Kundalini awakens naturally, along with our desire to grow spiritually. But this doesn’t mean we have to wait passively by. There are actions, kriyas, we can engage in that will help fan our desire for growth and clear a path through which Kundalini can flow.
Yoga is a path of purification. The reason for this is simple — we are already enlightened. At our core, we are pure Light. We are Awareness Itself.
We don’t have to evolve into a state of divinity. We are divine. But because our light is veiled, we can’t see it.
The great sage, Bhagwan Nityananda of Ganeshpuri, India used the metaphor of a fireplace to explain this paradox. He described a soot-filled window that blocked the view of the fire.

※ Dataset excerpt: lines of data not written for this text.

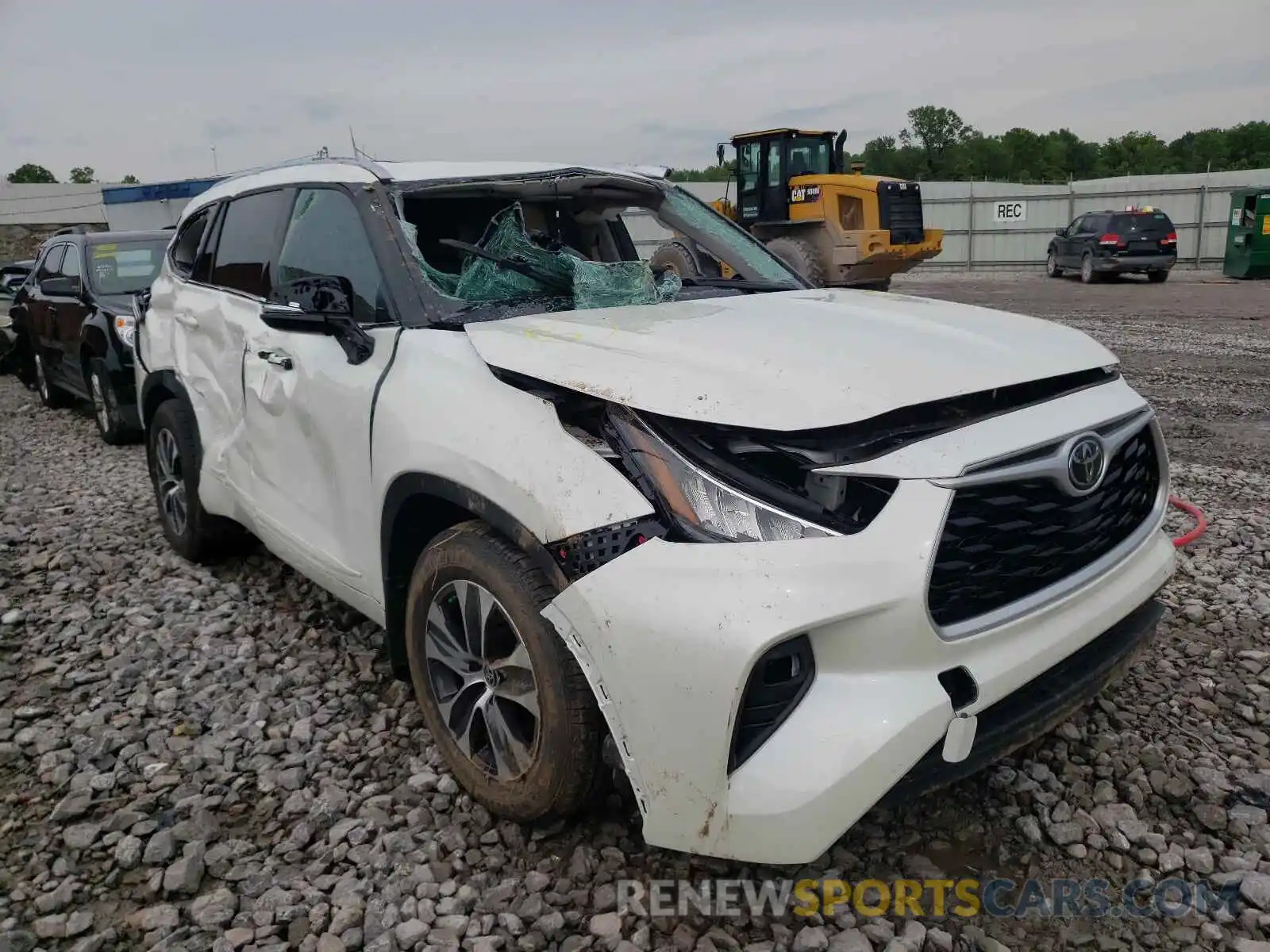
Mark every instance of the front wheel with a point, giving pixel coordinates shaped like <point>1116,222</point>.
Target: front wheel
<point>884,285</point>
<point>802,257</point>
<point>175,457</point>
<point>502,696</point>
<point>106,406</point>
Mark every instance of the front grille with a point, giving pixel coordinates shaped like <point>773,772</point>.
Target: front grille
<point>1006,541</point>
<point>899,209</point>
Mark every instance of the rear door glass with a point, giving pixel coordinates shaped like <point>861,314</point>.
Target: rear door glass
<point>1145,224</point>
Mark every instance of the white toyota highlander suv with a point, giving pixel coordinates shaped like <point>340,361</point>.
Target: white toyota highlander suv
<point>776,554</point>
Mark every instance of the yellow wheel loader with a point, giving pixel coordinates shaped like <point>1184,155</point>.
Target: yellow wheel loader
<point>835,228</point>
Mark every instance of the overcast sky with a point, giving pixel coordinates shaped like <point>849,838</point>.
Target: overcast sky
<point>160,83</point>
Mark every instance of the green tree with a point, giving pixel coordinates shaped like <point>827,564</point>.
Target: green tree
<point>29,175</point>
<point>937,132</point>
<point>939,144</point>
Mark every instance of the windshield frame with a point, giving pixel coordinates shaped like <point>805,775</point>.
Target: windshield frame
<point>124,244</point>
<point>727,241</point>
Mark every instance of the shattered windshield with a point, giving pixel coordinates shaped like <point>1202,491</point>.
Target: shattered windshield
<point>569,248</point>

If you want a view of the fire, you have to scrub and scrub until the window is clean.
Through spiritual work–pranayama, meditation, service to others–the window of perception is cleaned and our inner light is revealed.
Fire And Ice: Melting Our Frozen Energies
Another way of looking at this is to see all of our mental conditionings, all the pranic blockages as frozen layers of energy. Through spiritual work, we use our inner fire to melt through them. This ice-melt then flows into our central channel and becomes part of our energetic flow.
The ego, of course, will resist this flow. It will struggle against it, slow it down, and the flow will refreeze. We’ve all experienced this. We work to rid ourselves of a bad habit, think we’re free of it, and then watch in horror as we fall back into the old pattern.
An alcoholic, eighteen months sober, opens a bottle at a weak moment and all his buried samskaras surge to the surface. A week later he’s back on his old stool at the local bar. An abuse victim, two years emancipated from her oppressive partner, gets a call from him on a lonely winter night and all her familiar co-dependent emotions float up and take over.
This is why surrender (letting go) is a core element of spiritual practice.
Surrendering to the Flow of Kundalini
When the yogini surrenders to Life’s flow, she grows. Each time the forces of habit emerge, she lets them go. Rather than contracting around a compulsion toward habit, she observes it, acknowledges it, and allows it to pass through. In this way, the yogini becomes energized and empowered.
By giving in to limiting habits, we work against the evolutionary force of Nature, against Kundalini. Our energy is directed outward toward the desire, and we become depleted.
To surrender is to cooperate with the flow of higher creative energy. It’s to let go and let Kundalini-Shakti come through. If we can learn to trust Her, to get out of Her way, She will bring us into higher and higher states of being.
Devotion is a key element of the process. Without it, the pull of habits and conditionings will continue to drag us back down into lower levels of consciousness. We remain stuck on those levels, struggling against the flow of life, trapped within the web of fear and desire.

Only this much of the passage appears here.